It can be seen from Fig. 3 panel B, however, that the Z-distributions obtained by the RS approach from the observed and the first simulated data sets and the simulated T distribution (the null distribution) are almost overlapped with each other. This is also shown in. Fig. 4 panels C and D where the Z*-values were obtained by the RS approach from the second and third simulation data sets and the Z- values from the first simulation data set. The similar results to those shown in Fig. 4 panels C and D were obtained in the case of sample size = 6. These results strongly suggest that the Z-distribution, as an empirical distribution, produced by the RS approach is a desirable approximation of the null distribution and in particular it is independent of treatment effect or sample size, which is essential for the rank-test.

Estimate of FDR

Since it is generally unknown if a given gene expresses differently in two different conditons, it is not necessarily best to use real data of gene expression to evaluate a FDR estimator. Therefore, we also conducted a computer simulation for comparing expression status (significance or insignificance) of a gene identified by a method with its real status. In this simulation study, we also generated two data sets of 3000 genes where treatment effect values of 10R were randomly assigned to 10% and 30 % of the genes, respectively, and sample size was set to be 6 replicates. This simulation procedure was iterated 20 times. Four criteria, i.e., absolute average, maximum and minimum, and variance of differences between the estimated and true numbers of the false discoveries across all FD(i)% ≤ λ obtained from these 20 two-sample simulated data sets were used to assess an estimator. We set λ = 40, 30, 20, 10, and 5%. Table 1 summarizes the results obtained by applying RAM and SAM (the software comes from http://www-stat.stanford.edu/~tibs/SAM/) to these simulated data sets in the situations of 10% and 30% of the genes given effect values of 10R, respectively.

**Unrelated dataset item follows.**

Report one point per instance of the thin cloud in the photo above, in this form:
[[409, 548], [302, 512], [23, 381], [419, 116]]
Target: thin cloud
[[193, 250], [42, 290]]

These results shown in Table 1 clearly indicate that the RAM estimator has a much better accuracy in estimating FDR than the SAM estimator. In particular, for FDR of 5%, which is an important threshold value in practice, the RAM’s estimate is, on average, 0.65 false discoveries with variance <1, and variation interval of 1~3 false discoveries whereas SAM estimate is, on average, about 2 false discoveries with variance larger than 6 and variation interval of 7 false discoveries. Fig. 2 shows the whole profile of the RAM’s estimates of FDRs over all given thresholds based on the second simulation data set. In this profile, the estimated and true curves are well agreed, suggesting that the RAM’s estimate is reliable.

Table 1.

Difference between the estimated and true false discoveries at FDR [FD]% ≤ λ obtained by SAM and RAM from the simulated microarray data of 3000 genes.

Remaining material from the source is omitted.